In the last few days, in a statement, he said he was now considering defamation and a possible contempt of court proceeding against the Commonwealth Attorney General, Nicola Roxon.

Now, I don’t want to go into the specifics of what Mr Ashby chains was defamatory, but I do want to talk about defamation.

Defamation is one of those terms that is bandied around, often without people being aware of what the term actually means, whether the alleged defamatory comments have a defence and of course, completely unaware of the difficult nature of running these matters before the court system. In fact, one of Australia’s longest trials was a defamation matter. It’s not a simple area of law, and up until recently different states had different views on the matter.

Well, recently there has been uniform legislation dealing with defamation, applied across the whole of Australia.

So, what is defamation?

Simply put, it’s to say, write or publish something about a person that does them some harm. In other words, by doing this, their reputation suffers and people then respond negatively towards them. Now, if those alleged defamatory remarks are published, then the publisher may well be liable as well.

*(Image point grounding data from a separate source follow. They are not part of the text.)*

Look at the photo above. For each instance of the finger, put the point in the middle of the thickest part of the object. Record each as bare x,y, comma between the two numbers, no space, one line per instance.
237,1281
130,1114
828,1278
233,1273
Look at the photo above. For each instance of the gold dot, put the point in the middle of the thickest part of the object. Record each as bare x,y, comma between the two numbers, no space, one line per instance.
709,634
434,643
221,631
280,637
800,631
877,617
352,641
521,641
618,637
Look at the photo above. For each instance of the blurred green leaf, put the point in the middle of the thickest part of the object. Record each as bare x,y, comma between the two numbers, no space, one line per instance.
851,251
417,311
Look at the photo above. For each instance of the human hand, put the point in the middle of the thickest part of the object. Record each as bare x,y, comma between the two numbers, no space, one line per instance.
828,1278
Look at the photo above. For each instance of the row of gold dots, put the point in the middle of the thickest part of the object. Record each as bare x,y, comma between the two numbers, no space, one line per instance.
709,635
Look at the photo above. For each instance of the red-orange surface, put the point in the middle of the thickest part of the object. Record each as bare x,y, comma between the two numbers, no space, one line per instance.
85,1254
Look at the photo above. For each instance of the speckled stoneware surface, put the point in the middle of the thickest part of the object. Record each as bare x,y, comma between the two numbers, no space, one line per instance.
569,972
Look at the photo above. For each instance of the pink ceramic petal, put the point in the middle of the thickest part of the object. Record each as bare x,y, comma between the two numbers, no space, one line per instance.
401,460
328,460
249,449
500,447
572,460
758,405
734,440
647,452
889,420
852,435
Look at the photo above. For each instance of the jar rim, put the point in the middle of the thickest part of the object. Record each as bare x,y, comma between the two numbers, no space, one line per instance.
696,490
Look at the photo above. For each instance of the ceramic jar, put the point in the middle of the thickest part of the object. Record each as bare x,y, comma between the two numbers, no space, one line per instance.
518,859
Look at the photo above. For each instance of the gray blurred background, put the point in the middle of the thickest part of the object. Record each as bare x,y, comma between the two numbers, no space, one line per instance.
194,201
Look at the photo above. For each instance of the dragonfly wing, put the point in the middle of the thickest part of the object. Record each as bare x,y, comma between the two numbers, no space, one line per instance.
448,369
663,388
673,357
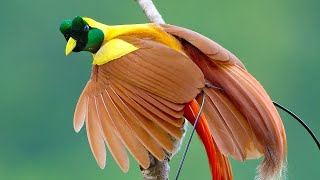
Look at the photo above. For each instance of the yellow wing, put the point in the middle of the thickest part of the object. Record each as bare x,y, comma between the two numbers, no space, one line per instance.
136,101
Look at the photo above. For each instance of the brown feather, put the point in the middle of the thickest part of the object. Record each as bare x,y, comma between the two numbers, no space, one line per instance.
94,135
80,111
248,97
112,139
128,137
139,100
210,48
173,130
143,136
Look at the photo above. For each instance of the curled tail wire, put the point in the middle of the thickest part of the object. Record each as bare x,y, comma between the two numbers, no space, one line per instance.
219,164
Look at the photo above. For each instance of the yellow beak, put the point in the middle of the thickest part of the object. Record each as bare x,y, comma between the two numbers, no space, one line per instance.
72,43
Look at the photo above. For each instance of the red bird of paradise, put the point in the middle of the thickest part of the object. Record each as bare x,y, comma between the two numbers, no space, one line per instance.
146,78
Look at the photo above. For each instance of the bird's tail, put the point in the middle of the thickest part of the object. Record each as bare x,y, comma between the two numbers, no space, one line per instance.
219,164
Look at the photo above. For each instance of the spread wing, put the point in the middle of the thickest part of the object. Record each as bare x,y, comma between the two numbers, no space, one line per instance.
242,118
136,102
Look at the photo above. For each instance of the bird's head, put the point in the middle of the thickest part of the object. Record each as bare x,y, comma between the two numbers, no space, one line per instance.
81,35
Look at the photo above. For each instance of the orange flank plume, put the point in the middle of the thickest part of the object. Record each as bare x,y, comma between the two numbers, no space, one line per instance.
219,164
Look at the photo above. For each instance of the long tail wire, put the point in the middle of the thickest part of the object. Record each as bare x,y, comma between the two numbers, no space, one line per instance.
190,137
201,109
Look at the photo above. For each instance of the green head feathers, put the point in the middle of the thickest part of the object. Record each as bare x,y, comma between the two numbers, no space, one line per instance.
80,36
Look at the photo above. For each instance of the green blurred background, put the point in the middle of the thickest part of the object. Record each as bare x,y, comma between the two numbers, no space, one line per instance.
278,41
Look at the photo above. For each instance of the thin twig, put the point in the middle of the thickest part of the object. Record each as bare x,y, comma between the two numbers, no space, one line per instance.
151,11
158,170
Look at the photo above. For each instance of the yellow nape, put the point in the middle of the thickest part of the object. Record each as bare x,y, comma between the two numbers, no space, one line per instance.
151,31
112,50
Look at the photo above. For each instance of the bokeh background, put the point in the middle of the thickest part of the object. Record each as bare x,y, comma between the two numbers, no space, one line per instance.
278,41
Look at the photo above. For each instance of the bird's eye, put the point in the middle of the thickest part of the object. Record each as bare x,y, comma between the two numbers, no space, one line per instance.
86,28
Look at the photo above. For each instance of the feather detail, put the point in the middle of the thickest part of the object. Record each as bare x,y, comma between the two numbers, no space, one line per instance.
210,48
229,127
80,112
219,164
128,137
94,135
251,100
111,138
137,101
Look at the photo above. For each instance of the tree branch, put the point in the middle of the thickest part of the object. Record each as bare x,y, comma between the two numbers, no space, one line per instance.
151,11
158,170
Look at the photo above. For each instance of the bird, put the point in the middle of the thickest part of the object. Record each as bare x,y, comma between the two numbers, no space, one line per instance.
148,78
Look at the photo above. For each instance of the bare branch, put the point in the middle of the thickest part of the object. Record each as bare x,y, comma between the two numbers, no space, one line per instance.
151,11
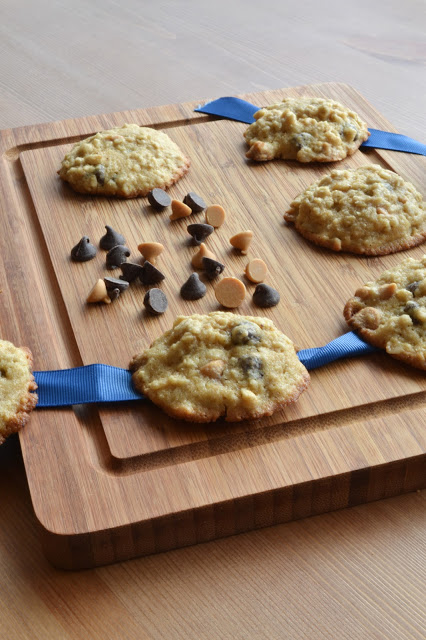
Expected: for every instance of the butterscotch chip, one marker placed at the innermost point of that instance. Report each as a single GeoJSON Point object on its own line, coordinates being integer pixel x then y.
{"type": "Point", "coordinates": [256, 270]}
{"type": "Point", "coordinates": [99, 293]}
{"type": "Point", "coordinates": [215, 215]}
{"type": "Point", "coordinates": [305, 129]}
{"type": "Point", "coordinates": [203, 252]}
{"type": "Point", "coordinates": [220, 364]}
{"type": "Point", "coordinates": [126, 162]}
{"type": "Point", "coordinates": [230, 292]}
{"type": "Point", "coordinates": [242, 241]}
{"type": "Point", "coordinates": [150, 250]}
{"type": "Point", "coordinates": [17, 384]}
{"type": "Point", "coordinates": [390, 312]}
{"type": "Point", "coordinates": [369, 210]}
{"type": "Point", "coordinates": [179, 210]}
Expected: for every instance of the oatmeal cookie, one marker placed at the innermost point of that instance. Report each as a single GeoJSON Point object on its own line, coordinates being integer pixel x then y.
{"type": "Point", "coordinates": [220, 364]}
{"type": "Point", "coordinates": [305, 129]}
{"type": "Point", "coordinates": [369, 210]}
{"type": "Point", "coordinates": [126, 162]}
{"type": "Point", "coordinates": [390, 312]}
{"type": "Point", "coordinates": [17, 384]}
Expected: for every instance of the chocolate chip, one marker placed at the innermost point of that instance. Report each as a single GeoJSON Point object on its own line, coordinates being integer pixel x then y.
{"type": "Point", "coordinates": [193, 288]}
{"type": "Point", "coordinates": [212, 268]}
{"type": "Point", "coordinates": [150, 274]}
{"type": "Point", "coordinates": [265, 296]}
{"type": "Point", "coordinates": [252, 366]}
{"type": "Point", "coordinates": [195, 202]}
{"type": "Point", "coordinates": [116, 256]}
{"type": "Point", "coordinates": [159, 199]}
{"type": "Point", "coordinates": [155, 301]}
{"type": "Point", "coordinates": [111, 239]}
{"type": "Point", "coordinates": [413, 286]}
{"type": "Point", "coordinates": [199, 232]}
{"type": "Point", "coordinates": [131, 271]}
{"type": "Point", "coordinates": [100, 174]}
{"type": "Point", "coordinates": [83, 251]}
{"type": "Point", "coordinates": [115, 283]}
{"type": "Point", "coordinates": [245, 333]}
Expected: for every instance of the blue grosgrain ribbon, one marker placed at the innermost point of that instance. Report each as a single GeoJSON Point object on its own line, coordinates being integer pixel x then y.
{"type": "Point", "coordinates": [237, 109]}
{"type": "Point", "coordinates": [103, 383]}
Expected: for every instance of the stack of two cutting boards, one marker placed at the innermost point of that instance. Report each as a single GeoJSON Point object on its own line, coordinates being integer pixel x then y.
{"type": "Point", "coordinates": [115, 481]}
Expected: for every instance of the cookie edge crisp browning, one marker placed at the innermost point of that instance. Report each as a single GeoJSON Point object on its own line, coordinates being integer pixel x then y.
{"type": "Point", "coordinates": [26, 404]}
{"type": "Point", "coordinates": [209, 417]}
{"type": "Point", "coordinates": [256, 151]}
{"type": "Point", "coordinates": [335, 244]}
{"type": "Point", "coordinates": [182, 170]}
{"type": "Point", "coordinates": [352, 307]}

There’s essentially 3 thresholds that need to be met.

The first of which is that the words were defamatory to an ordinary member of the public. In other words, if I said the remarks to you, would you consider them to be defamatory.

The second is that the words refer to the person bringing the claim. Now, it might be the case that the person who defamed the person bringing the claim, might have been a little covert or dark, and tried to conceal their remarks, but if it can be interpreted that those comments were intended for the person, than it will hold.

Now number 3 is that the remarks or comments, or whatever it is, must have been published, or in other words, heard or seen by a third person.

On the basis of those 3 things, you now might think you’ve got an action against the bozo who slandered you to your mates down at the Pub on Friday night.

But, has this punter got a defence.

One of the defences might be that it was true. So, he said something about you to your mates that held water.

Another is honest opinion. In other words, he said something that he honestly believed was true about you.

Now, another defence which won’t apply to most of us, is where you can say certain things that won’t be deemed as defamation in if they are said in a court or in parliament.

There are a string other defences available, but most won’t fit.

So, you’re sitting there now thinking, well, sounds easier enough, why don’t we see a lot more defamation cases in court?

Well, because it’s going to cost you money to bring an action, and of course one great difficulty for the court is how they monetize or financially assess the harm to your reputation. There may not be a whole lot of money in it.

That’s not to say you shouldn’t consider it, but you might be just as successful if you ask for a written apology, or if something has been published, asking the publisher to withdraw it, offer an apology or a clarification.

Defamation in the internet age, is obviously a massive issue, and the same laws apply. I will do a piece specifically dealing with this soon.